Alles zum Thema Stiftung Warentest

Ich simulierte beim Bewerbungsgespräch so etwas wie einen Harry-and-Sally-Orgasmus in einer Kuscheldecke. Ohh, ist die weiiich, ohh, ist die kuschelig! Und dann musste ich wirklich in einem hellrosa Bademantel vor die Kamera. Ich sah aus wie ein sterbendes Schwein mit Plüschfellbesatz.

Wer kauft so etwas?

Quer durch die Gesellschaft: Vom Architekten bis zur Putzfrau. Viele sind älter, leben im Osten und sind nicht so mobil. Komischerweise kaufen die Leute meist das, was wir tragen, weshalb wir gerne die Sachen anziehen, die entweder am besten laufen, damit der Zähler nach oben schnellt, oder die, die am schlechtesten laufen, um sie loszuwerden.

Und die Qualität?

Ein Putzexperte trank vor laufender Kamera WC-Reiniger mit Aktivsauerstoff, um dessen Unschädlichkeit zu beweisen. Ich muss zugeben, dass der Service erstklassig ist, was TÜV und Stiftung Warentest regelmäßig attestieren. Da kann man den Sendern nichts vorwerfen...

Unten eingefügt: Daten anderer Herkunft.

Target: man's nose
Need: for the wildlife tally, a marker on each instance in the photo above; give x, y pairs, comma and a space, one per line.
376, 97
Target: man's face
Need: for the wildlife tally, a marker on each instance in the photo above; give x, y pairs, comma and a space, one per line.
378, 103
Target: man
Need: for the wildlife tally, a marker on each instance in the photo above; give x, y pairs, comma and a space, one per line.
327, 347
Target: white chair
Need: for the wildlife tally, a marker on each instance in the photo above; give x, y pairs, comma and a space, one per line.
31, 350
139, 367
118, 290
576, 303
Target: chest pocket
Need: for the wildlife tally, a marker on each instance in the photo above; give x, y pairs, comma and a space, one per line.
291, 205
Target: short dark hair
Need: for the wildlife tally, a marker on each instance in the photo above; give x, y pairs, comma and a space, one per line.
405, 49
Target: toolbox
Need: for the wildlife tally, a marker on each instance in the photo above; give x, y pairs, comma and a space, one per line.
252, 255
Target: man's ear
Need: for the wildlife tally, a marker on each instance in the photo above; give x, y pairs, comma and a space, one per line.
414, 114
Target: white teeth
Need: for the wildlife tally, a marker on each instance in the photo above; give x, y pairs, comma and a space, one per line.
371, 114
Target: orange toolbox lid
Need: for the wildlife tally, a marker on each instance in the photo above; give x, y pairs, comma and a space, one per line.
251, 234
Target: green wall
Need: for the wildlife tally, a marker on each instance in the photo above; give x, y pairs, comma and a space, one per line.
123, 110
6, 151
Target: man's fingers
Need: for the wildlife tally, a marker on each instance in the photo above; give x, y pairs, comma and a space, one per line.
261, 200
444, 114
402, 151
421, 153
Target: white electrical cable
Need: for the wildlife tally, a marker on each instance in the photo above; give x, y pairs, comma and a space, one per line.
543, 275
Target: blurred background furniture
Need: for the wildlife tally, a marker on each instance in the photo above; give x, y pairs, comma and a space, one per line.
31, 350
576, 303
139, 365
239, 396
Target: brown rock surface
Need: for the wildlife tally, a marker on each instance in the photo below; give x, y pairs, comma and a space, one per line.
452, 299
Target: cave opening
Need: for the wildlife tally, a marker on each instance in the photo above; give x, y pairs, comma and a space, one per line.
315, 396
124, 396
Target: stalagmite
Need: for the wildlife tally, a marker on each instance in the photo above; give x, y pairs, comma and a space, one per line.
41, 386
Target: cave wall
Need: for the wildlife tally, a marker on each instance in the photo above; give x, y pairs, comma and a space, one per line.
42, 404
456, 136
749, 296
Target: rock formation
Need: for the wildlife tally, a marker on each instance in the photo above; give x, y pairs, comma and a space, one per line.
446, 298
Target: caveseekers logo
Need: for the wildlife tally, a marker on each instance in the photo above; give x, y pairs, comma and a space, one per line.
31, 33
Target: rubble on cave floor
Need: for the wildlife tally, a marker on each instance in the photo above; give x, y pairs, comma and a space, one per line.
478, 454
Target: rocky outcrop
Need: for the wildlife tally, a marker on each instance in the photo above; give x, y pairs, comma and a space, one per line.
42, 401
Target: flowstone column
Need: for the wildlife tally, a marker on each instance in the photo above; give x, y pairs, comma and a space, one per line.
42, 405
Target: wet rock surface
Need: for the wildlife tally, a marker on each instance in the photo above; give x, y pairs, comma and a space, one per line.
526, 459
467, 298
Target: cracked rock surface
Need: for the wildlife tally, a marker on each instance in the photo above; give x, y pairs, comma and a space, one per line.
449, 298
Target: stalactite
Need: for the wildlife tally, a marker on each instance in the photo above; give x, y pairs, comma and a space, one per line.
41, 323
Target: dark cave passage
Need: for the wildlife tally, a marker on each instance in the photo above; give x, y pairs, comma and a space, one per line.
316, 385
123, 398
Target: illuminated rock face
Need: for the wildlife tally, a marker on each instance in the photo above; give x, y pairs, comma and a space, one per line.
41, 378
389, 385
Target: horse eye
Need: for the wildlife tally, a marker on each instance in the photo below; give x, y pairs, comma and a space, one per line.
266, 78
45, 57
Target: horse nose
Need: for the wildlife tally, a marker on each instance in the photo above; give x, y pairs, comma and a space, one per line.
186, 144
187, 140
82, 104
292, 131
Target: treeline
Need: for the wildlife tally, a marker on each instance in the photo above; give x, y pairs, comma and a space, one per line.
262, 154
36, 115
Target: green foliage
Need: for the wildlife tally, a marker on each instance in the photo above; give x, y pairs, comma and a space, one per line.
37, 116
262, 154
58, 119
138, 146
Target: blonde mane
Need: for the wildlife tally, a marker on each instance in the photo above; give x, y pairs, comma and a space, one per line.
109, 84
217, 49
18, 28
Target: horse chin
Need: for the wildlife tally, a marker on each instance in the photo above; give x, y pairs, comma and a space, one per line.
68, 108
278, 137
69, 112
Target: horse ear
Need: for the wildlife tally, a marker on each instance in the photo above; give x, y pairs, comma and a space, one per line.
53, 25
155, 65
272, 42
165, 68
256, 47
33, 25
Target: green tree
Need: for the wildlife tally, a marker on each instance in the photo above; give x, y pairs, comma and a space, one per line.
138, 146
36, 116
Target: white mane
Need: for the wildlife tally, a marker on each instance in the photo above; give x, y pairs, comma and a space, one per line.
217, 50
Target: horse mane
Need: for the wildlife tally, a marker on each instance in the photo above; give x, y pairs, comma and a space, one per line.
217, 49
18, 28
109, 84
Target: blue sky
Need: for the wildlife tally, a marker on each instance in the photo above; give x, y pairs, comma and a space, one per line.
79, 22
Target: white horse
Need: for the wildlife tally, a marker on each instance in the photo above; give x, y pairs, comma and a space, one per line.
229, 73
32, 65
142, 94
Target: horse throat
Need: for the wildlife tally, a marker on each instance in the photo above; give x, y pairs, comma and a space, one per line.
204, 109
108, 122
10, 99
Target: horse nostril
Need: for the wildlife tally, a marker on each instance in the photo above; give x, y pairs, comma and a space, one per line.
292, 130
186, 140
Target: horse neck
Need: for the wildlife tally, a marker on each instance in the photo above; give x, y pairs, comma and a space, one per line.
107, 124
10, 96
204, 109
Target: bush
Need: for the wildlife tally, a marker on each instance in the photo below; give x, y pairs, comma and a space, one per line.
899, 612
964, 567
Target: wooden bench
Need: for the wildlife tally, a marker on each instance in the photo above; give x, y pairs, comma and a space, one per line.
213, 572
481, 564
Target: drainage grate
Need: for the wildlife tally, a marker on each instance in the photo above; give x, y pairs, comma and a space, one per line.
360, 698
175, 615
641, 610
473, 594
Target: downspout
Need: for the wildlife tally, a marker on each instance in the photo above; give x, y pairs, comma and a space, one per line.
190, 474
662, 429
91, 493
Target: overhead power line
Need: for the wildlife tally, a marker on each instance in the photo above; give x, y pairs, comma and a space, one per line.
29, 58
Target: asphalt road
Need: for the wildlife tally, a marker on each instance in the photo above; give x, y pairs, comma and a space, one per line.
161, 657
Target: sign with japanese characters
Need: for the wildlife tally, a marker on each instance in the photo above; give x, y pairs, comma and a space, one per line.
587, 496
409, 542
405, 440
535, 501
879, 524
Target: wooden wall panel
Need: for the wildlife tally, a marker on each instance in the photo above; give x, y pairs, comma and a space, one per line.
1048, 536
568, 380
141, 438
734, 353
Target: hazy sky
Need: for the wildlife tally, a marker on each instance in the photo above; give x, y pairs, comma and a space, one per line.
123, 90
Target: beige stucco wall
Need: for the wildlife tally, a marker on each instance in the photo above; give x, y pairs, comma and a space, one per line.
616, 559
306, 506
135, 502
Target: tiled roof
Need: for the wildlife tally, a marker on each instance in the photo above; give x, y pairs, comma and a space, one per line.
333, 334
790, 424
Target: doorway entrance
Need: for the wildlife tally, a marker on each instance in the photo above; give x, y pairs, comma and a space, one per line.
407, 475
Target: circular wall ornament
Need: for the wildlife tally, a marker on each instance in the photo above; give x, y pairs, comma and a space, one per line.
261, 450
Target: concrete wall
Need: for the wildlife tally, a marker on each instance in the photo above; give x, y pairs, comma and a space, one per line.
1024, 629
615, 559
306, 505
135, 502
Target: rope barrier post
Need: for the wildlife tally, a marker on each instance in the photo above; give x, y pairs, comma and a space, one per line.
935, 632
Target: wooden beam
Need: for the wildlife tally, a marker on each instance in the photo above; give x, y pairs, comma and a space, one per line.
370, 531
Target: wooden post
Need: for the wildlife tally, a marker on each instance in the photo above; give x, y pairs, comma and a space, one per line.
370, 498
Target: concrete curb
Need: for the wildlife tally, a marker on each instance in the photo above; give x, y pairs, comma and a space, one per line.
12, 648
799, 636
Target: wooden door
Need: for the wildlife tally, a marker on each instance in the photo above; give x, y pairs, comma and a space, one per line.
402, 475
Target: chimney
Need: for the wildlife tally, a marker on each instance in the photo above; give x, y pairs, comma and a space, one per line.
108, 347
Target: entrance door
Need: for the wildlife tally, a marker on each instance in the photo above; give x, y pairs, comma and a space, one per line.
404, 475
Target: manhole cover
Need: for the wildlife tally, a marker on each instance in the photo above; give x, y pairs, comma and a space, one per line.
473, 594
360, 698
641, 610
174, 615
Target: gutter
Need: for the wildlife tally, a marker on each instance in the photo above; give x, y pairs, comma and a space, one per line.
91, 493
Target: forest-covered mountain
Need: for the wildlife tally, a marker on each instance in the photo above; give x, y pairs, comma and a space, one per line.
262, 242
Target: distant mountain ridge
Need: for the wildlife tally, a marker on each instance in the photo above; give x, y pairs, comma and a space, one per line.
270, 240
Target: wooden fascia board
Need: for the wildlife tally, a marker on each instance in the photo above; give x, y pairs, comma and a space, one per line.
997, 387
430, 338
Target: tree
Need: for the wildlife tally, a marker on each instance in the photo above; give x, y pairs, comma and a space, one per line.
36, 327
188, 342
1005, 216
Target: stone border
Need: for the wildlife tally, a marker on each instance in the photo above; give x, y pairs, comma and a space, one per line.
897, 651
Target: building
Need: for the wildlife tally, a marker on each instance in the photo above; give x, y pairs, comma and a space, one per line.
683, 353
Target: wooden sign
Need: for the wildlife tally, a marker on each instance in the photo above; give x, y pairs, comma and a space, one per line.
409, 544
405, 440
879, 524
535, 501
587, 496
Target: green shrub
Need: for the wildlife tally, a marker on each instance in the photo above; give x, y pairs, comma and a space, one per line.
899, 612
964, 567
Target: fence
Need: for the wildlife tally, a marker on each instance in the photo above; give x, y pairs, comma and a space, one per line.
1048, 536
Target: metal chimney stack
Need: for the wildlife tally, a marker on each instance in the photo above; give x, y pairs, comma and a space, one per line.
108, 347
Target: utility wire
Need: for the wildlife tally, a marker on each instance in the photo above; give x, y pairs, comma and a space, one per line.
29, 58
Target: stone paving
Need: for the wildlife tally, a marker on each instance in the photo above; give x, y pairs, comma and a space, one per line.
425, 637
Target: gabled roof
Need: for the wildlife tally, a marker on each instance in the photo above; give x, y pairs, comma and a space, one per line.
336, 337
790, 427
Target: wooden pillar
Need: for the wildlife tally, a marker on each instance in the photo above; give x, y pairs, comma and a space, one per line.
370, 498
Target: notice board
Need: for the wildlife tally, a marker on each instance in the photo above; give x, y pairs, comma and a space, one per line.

Sind die Anrufer eigentlich echt?

Ja. Sie werden natürlich gesiebt. Nur selten verirrt sich einer durch die Leitung, der in einer Perlenschmuckstunde fragt: »Darf ich die Chinesin f....?« Aber es kommt vor.

Und die Kulisse?

Alles Pappe. Dumm, wenn der Putzmittelexperte nicht weiß, dass die Toilette gar keinen Abfluss hat und die Brühe wieder herausschwappt.

Dürfen Sie alles, was vorher gezeigt wurde, essen?

Essen? Nicht selten benutzen die Köche für die Showtime deutlich abgelaufene Lebensmittel. Gemüse wird auch mal mit Haarspray lackiert. Und so eine Schwarzwälder-Kirschtorte ist schon mal eine Woche alt. Da heißt es dann: Beiß lieber nicht rein, die Sahne lernt gerade laufen.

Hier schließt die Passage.